Pistacia species are used as food plants by the larvae (caterpillars) of some species of Lepidoptera including the emperor moth.

==Cultivation and uses==
Best known as the pistachio, P. vera is a small tree native to Iran, grown for its edible seeds. The seeds of the other species were also eaten in prehistory, but are too small to have commercial value today. Records of Pistacia from preclassical archaeological sites, and mentions in preclassical texts, always refer to one of these other species (often P. terebinthus).

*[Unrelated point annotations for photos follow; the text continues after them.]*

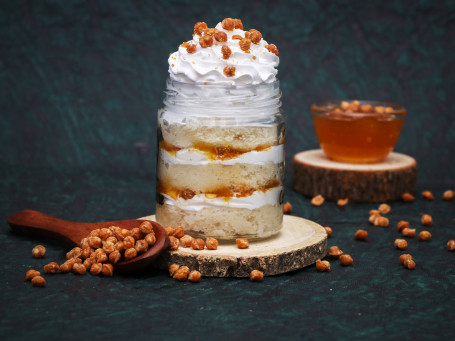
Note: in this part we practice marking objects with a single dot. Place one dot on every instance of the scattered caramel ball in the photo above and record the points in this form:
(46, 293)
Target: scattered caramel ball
(226, 51)
(228, 24)
(130, 253)
(427, 220)
(242, 243)
(287, 208)
(346, 260)
(384, 208)
(211, 244)
(427, 195)
(256, 276)
(206, 41)
(407, 232)
(174, 243)
(401, 244)
(150, 239)
(255, 36)
(407, 197)
(194, 276)
(38, 281)
(409, 264)
(38, 251)
(318, 200)
(107, 270)
(335, 252)
(191, 48)
(272, 48)
(404, 257)
(197, 244)
(179, 232)
(96, 269)
(79, 269)
(402, 224)
(322, 265)
(173, 268)
(51, 268)
(361, 234)
(30, 274)
(238, 24)
(424, 235)
(221, 37)
(328, 230)
(199, 27)
(448, 195)
(186, 240)
(182, 273)
(342, 202)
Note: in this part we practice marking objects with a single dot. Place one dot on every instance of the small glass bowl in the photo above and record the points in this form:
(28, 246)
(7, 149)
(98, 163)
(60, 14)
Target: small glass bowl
(357, 131)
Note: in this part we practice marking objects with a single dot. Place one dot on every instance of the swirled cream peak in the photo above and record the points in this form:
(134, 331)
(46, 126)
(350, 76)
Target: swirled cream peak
(225, 54)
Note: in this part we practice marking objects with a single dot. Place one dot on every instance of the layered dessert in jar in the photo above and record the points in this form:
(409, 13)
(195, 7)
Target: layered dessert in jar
(220, 169)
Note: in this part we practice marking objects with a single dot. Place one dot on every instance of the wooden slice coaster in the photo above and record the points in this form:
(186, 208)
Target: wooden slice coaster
(314, 173)
(300, 243)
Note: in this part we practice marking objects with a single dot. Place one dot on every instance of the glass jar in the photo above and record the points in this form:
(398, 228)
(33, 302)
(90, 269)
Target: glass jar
(220, 168)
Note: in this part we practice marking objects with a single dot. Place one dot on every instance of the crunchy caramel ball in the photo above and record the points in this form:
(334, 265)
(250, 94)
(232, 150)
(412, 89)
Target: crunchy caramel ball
(38, 251)
(322, 265)
(346, 260)
(228, 24)
(361, 234)
(256, 276)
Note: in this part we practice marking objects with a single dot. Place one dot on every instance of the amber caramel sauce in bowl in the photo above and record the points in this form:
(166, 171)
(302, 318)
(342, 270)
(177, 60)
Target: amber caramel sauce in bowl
(357, 131)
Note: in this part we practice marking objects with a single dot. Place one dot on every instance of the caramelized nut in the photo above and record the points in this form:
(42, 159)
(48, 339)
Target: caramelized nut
(318, 200)
(328, 230)
(407, 197)
(30, 274)
(361, 234)
(427, 220)
(322, 265)
(346, 260)
(182, 273)
(186, 240)
(51, 268)
(38, 281)
(427, 195)
(38, 251)
(335, 252)
(287, 208)
(342, 202)
(242, 243)
(256, 276)
(211, 244)
(401, 244)
(448, 195)
(194, 276)
(424, 235)
(197, 244)
(79, 269)
(174, 243)
(402, 224)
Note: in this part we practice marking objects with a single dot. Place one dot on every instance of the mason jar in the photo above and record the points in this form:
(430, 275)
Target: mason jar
(220, 167)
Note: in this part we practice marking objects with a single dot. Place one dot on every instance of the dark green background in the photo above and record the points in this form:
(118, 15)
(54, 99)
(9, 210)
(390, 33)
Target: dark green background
(80, 85)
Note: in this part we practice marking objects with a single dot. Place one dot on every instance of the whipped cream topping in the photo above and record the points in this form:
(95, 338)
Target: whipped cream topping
(191, 156)
(255, 66)
(256, 200)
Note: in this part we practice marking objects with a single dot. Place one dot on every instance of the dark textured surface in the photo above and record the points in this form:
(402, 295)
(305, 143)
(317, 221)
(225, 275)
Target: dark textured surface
(80, 84)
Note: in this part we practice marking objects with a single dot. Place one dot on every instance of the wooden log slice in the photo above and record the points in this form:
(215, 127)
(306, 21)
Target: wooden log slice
(314, 173)
(300, 243)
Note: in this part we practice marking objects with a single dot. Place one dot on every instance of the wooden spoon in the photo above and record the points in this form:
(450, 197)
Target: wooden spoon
(37, 224)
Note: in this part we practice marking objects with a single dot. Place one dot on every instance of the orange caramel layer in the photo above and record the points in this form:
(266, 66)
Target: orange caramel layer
(214, 152)
(220, 192)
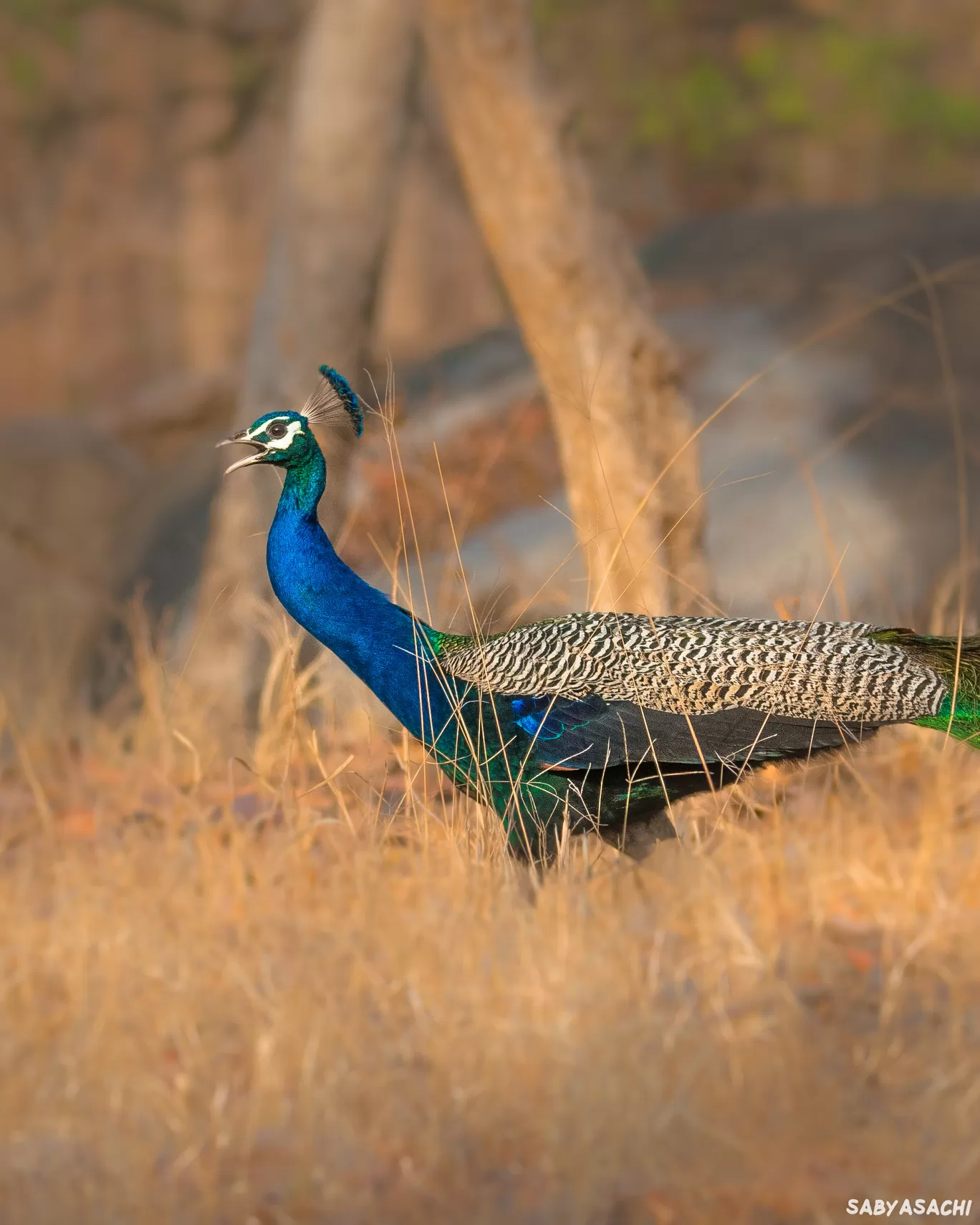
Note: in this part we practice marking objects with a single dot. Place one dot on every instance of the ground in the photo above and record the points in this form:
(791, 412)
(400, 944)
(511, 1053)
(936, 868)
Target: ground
(312, 988)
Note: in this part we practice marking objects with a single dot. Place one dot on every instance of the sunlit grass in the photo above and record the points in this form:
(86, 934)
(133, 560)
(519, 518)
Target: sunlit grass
(310, 986)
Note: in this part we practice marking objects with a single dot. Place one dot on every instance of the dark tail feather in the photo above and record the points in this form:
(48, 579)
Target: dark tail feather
(959, 662)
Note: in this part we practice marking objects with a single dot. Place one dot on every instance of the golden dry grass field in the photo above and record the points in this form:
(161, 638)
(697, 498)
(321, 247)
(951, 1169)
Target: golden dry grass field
(310, 988)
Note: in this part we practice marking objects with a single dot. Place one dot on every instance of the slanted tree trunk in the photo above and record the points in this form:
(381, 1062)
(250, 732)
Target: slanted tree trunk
(343, 148)
(583, 307)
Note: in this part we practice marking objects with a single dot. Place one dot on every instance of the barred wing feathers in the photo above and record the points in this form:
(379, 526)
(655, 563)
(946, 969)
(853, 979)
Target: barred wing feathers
(598, 688)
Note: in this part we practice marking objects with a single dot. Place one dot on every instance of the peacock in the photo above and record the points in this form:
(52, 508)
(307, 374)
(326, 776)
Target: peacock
(595, 719)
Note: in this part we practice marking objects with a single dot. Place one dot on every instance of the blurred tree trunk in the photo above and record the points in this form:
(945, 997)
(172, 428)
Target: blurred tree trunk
(585, 309)
(345, 139)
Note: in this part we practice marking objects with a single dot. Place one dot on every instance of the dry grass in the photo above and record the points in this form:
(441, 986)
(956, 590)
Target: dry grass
(228, 997)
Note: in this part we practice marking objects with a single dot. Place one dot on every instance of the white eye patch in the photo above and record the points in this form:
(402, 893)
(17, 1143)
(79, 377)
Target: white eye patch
(292, 429)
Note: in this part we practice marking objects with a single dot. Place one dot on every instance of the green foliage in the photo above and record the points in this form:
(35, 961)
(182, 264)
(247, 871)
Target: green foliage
(821, 81)
(726, 82)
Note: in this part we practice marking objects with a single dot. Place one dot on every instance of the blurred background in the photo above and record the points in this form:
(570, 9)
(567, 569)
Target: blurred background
(782, 168)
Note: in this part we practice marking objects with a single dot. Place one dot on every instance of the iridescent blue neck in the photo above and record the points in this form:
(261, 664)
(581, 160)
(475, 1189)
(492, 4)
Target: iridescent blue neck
(381, 643)
(304, 488)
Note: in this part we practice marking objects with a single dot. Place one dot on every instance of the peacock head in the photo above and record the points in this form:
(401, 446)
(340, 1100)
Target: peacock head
(286, 439)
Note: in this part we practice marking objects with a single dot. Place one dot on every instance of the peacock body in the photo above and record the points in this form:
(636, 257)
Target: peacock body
(597, 718)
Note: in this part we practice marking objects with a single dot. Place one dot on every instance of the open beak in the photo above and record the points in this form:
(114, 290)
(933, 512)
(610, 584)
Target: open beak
(260, 453)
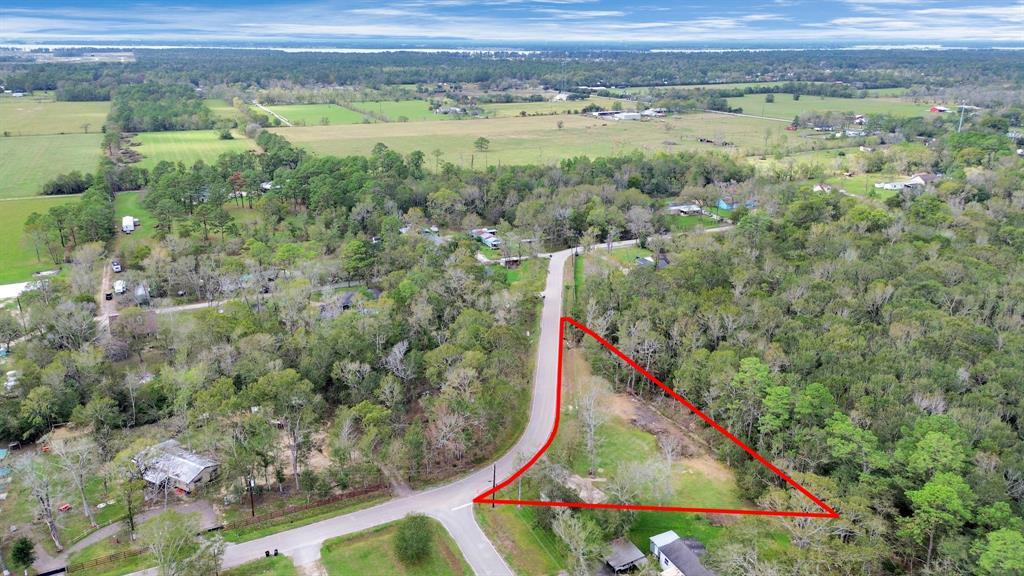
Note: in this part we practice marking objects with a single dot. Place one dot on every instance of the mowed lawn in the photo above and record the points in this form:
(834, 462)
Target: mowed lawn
(372, 553)
(316, 114)
(43, 115)
(785, 108)
(17, 257)
(531, 109)
(29, 162)
(393, 111)
(187, 147)
(538, 139)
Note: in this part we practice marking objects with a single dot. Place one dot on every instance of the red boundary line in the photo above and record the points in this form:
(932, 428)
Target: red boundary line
(483, 498)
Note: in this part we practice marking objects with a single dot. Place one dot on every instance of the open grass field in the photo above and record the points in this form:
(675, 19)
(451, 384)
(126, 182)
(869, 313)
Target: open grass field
(186, 147)
(29, 162)
(392, 111)
(539, 140)
(528, 549)
(532, 109)
(314, 114)
(372, 552)
(43, 115)
(785, 108)
(17, 257)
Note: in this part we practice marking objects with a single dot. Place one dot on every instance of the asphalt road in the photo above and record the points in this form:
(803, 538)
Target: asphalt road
(451, 503)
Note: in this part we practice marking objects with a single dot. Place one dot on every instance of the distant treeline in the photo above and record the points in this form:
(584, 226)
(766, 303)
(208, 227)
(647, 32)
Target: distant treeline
(558, 69)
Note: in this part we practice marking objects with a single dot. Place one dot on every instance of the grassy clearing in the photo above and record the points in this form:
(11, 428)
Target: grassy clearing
(315, 114)
(187, 147)
(532, 109)
(528, 549)
(42, 115)
(539, 140)
(293, 521)
(17, 257)
(372, 552)
(273, 566)
(785, 108)
(29, 162)
(393, 111)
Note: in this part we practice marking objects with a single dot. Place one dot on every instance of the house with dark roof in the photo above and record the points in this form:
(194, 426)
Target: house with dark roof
(624, 556)
(678, 557)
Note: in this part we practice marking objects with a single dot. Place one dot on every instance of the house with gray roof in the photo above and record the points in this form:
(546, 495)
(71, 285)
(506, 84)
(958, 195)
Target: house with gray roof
(169, 464)
(678, 557)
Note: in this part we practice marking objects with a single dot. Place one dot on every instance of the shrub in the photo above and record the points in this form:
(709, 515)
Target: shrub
(412, 541)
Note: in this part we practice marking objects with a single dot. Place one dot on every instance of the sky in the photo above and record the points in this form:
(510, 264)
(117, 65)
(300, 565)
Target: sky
(517, 23)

P. terebinthus (the terebinth), also a native of Iran, and the western Mediterranean countries, is tapped for turpentine. It is also common in the eastern Mediterranean countries. Because terebinths have the ability to kill certain bacteria, terebinth resin was widely used as a preservative in ancient wine. In the Zagros Mountains of Iran, in one of the earliest examples of winemaking, archaeologists discovered terebinth resin deposits from 5400 to 5000 BC in jars that also contained grape-juice residue.

P. lentiscus, an evergreen shrub or small tree of the Mediterranean region, supplies a resin called mastic.

P. chinensis (Chinese pistache), the most frost-tolerant species in the genus, is grown as an ornamental tree, valued for its bright red autumn leaf colour.